2011 YOUTH PROGRAM Inspiring Young Emerging Leaders (I-YEL)

2011 YOUTH PROGRAM Inspiring Young Emerging Leaders (I-YEL)
Since 2001, the Crissy Field Center—a partnership of the Golden Gate National Parks Conservancy, National Park Service and Presidio Trust—has encouraged new generations to become bold leaders for thriving parks and healthier communities through it’s Inspiring Young Emerging Leaders (I-YEL) program. I-YEL is a yearlong, youth initiated and led internship comprised of a diverse group of San Francisco high school students who are dedicated to creating positive environmental and social change.

With the support of Crissy Field Center staff, the I-YEL team completes a major project each year that makes a positive environmental and social change in the community. This year’s Inspiring Young Emerging Leader’s team consisted of 22 high school students representing 13 different high schools and 13 different neighborhoods in San Francisco. They reflected a range of socio-economic and cultural backgrounds: 36% were Asian American, 27% Latino, 23% African American, and 14% identifying as multi-ethnic.

The actual summit ran from March 19 to March 20, 2011 at the Rob Hill Campground in the Presidio, which is part of the Golden Gate National Recreation Area, and it convened more than 100 high school students from the San Francisco Bay Area.
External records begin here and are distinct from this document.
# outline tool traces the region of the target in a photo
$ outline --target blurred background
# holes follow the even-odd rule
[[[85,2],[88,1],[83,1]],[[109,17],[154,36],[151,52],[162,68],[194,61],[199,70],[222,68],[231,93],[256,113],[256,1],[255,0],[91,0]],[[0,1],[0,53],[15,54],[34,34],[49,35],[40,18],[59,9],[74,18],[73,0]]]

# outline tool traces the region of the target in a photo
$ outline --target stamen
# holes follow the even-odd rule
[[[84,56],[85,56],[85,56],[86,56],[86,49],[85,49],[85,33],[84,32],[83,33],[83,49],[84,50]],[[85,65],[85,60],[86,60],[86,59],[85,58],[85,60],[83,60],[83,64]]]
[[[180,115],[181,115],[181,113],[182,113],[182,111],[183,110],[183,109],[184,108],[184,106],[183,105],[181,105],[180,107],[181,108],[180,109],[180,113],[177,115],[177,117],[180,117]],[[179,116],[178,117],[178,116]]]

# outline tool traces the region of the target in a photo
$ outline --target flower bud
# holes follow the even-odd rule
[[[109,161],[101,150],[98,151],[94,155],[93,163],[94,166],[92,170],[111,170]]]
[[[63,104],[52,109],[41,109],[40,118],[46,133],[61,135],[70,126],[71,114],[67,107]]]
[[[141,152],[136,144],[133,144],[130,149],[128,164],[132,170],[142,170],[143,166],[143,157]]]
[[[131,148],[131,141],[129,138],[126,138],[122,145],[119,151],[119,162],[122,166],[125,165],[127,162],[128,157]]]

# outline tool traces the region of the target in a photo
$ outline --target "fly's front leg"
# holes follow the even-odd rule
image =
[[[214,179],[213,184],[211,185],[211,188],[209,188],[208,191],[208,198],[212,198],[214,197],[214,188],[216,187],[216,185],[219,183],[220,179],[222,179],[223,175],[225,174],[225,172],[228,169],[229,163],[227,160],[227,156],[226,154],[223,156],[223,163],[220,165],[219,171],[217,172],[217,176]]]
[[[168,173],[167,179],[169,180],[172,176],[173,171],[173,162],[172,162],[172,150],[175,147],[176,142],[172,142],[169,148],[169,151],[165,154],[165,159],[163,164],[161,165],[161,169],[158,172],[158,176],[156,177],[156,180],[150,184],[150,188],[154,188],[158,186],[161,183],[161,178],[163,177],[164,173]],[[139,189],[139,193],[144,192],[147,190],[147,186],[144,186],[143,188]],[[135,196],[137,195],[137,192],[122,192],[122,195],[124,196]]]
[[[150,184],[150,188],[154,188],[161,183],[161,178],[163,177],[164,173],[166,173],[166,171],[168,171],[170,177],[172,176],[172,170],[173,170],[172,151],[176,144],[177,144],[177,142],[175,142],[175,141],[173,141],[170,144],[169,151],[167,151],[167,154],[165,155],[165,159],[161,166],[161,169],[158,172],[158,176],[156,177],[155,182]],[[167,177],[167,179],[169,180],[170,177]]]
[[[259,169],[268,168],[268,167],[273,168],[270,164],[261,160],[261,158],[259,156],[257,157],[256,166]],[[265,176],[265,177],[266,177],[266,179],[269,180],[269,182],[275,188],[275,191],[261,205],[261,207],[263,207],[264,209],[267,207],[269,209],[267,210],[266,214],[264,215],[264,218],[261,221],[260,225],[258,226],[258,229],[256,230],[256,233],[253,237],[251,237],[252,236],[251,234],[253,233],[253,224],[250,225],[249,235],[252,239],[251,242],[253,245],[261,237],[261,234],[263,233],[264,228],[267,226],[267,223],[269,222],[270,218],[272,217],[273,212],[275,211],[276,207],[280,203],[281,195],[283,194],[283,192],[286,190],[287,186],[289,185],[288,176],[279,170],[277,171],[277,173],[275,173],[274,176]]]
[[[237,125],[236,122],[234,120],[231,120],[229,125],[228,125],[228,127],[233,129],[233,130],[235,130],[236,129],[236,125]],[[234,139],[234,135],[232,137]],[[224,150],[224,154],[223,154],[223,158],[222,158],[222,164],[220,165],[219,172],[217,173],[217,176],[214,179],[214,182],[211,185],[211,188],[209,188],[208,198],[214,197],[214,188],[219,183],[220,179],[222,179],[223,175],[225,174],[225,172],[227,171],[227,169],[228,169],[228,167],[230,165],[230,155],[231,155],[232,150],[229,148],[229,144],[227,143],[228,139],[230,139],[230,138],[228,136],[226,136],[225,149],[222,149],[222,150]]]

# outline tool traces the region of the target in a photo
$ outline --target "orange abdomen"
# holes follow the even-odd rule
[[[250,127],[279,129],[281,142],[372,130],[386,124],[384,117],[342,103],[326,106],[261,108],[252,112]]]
Attendees ranged from 15 to 18 years of age and for more than half, this was their first time camping and spending the night away from home. Many of the teens had little outdoor experience prior to this event.

The summit began at 8:00am Saturday morning with an energetic rally as I-YEL welcomed everyone and explained the goals of the event. Not even the heavy rain, which continued throughout the weekend, could dampen these young people’s spirits! The youth got right to work learning how to pitch their own tents and adopt the “Leave No Trace” principles. A total of six educational workshops were offered introducing them to the National Park system, in addition to ones addressing the types of urban wildlife and ecology they might find in their local area. Sessions exploring cultural identity and environmental justice were offered as well. The goal of these workshops was to establish relevance and a personal connection between summit participants and the park.

Also, a series of experiential workshops designed to support the second goal of education occurred. Teens choose from six outdoor activities that were low to no-cost in hopes that they would be encouraged to come back on their own, bringing friends and family. Some favorite activities were: the adventure ropes course, wilderness survival training, catch and release crabbing, a nature hike/poetry session, and an “Amazing Race-like” scavenger hunt. The day concluded with a BBQ dinner and traditional campfire, complete with ‘smores and stories led by a National Park Service ranger.

On Sunday, after breakfast and breaking down the campsite, the participants split into three smaller discussion groups to tackle the third goal of access, and ways to connect people—especially urban audiences—to parks. Topics of discussion were chosen after reviewing America’s Great Outdoors (AGO) Youth report. They talked about how technology could be used to make parks relevant to young people, and developing outreach campaigns that attract young people and their families to visit the parks. They looked at barriers to teen participation and brainstormed how to direct mass marketing away from shopping malls and movies toward healthy outdoor excursions. Lastly, before the summit ended, the youth discussed how public transportation needed to be improved in order to make it easier to get to parks without a car, as well as ways that their own neighborhood parks could be revitalized and made safer.

The I-YEL interns were responsible for all the planning stages during the five months prior to the summit. This included establishing the goals and themes, educational program and outdoor activity development, logistics and organization, outreach and promotion, event implementation and facilitating discussions. Beginning in September 2010, the group dedicated at least one of their bi-weekly workdays to planning the summit, which is estimated to be a total of 1,500 volunteer hours!